The U.S. Fish and Wildlife Service is currently conducting a five-year status review of the Mexican gray wolf under the Endangered Species Act to evaluate its current “endangered” designation. The USFWS is soliciting commercial and scientific data on the Mexican gray wolf’s biology, habitat conditions, conservation measures, and threat status, in addition to any other pertinent information.
The review was initiated March 13, 2023, and USFWS is requesting all information be submitted no later than April 12, 2023.
Since 1976, the Mexican gray wolf has been listed as endangered under ESA. However, recent data on the wolf’s recovery indicates major signs of improvement. As of February 28, 241 wolves were reported to be living in Arizona and New Mexico, the first time the species’ numbers have surpassed 200 since the reintroduction effort began in 1998.
Additionally, in 2022, the Mexican gray wolf experienced its lowest mortality rate since 2017. Finally, data compiled by the USFWS indicates that the species’ habitat has expanded by 45 percent since 2020, the population estimate is up 23 percent over last year’s count, and up for the seventh consecutive year in a row.
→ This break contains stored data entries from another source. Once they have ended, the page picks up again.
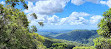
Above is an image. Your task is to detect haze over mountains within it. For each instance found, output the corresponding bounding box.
[37,29,73,36]
[37,29,99,44]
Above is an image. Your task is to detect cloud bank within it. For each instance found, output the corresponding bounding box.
[27,12,102,26]
[24,0,70,15]
[24,0,103,30]
[100,0,111,8]
[71,0,100,5]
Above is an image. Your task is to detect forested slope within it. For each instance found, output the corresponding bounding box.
[48,30,99,44]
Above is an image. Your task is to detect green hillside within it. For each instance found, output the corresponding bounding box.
[49,30,99,44]
[43,37,90,49]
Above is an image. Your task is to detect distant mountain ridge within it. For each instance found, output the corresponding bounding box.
[42,30,99,44]
[37,29,72,36]
[37,29,99,44]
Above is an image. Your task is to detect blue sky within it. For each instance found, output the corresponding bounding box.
[0,0,111,30]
In addition to the minimum wild population, there are approximately 380 Mexican wolves currently maintained in more than 60 facilities throughout the United States and Mexico through the Mexican Wolf Species Survival Plan.
“This milestone has been 25 years in the making,” said Brady McGee, U.S. Fish and Wildlife Service Mexican Wolf Recovery Coordinator. “To go from zero wild Mexican wolves at the start to 241 today is truly remarkable. In 2022, we recorded more packs, more breeding pairs, and a growing occupied range, proving we are on the path to recovery. These achievements are a testament to partner-driven conservation in the west.”
Mexican gray wolves are a subspecies of wolf, Canis lupus baileyi. They are listed separately from the gray wolf as an endangered subspecies under the Endangered Species Act.
North of New Mexico, Colorado is planning to begin restoring gray wolves by the end of the year. Conservationist groups, and one of the state’s wildlife commissioners (who also has worked as a lawyer for multiple wildlife welfare groups) for multiple are pushing to include the Mexican gray wolf.
Organizations such as the Public Lands Council ask that the Mexican gray wolf be removed from the list, and management returned to the states.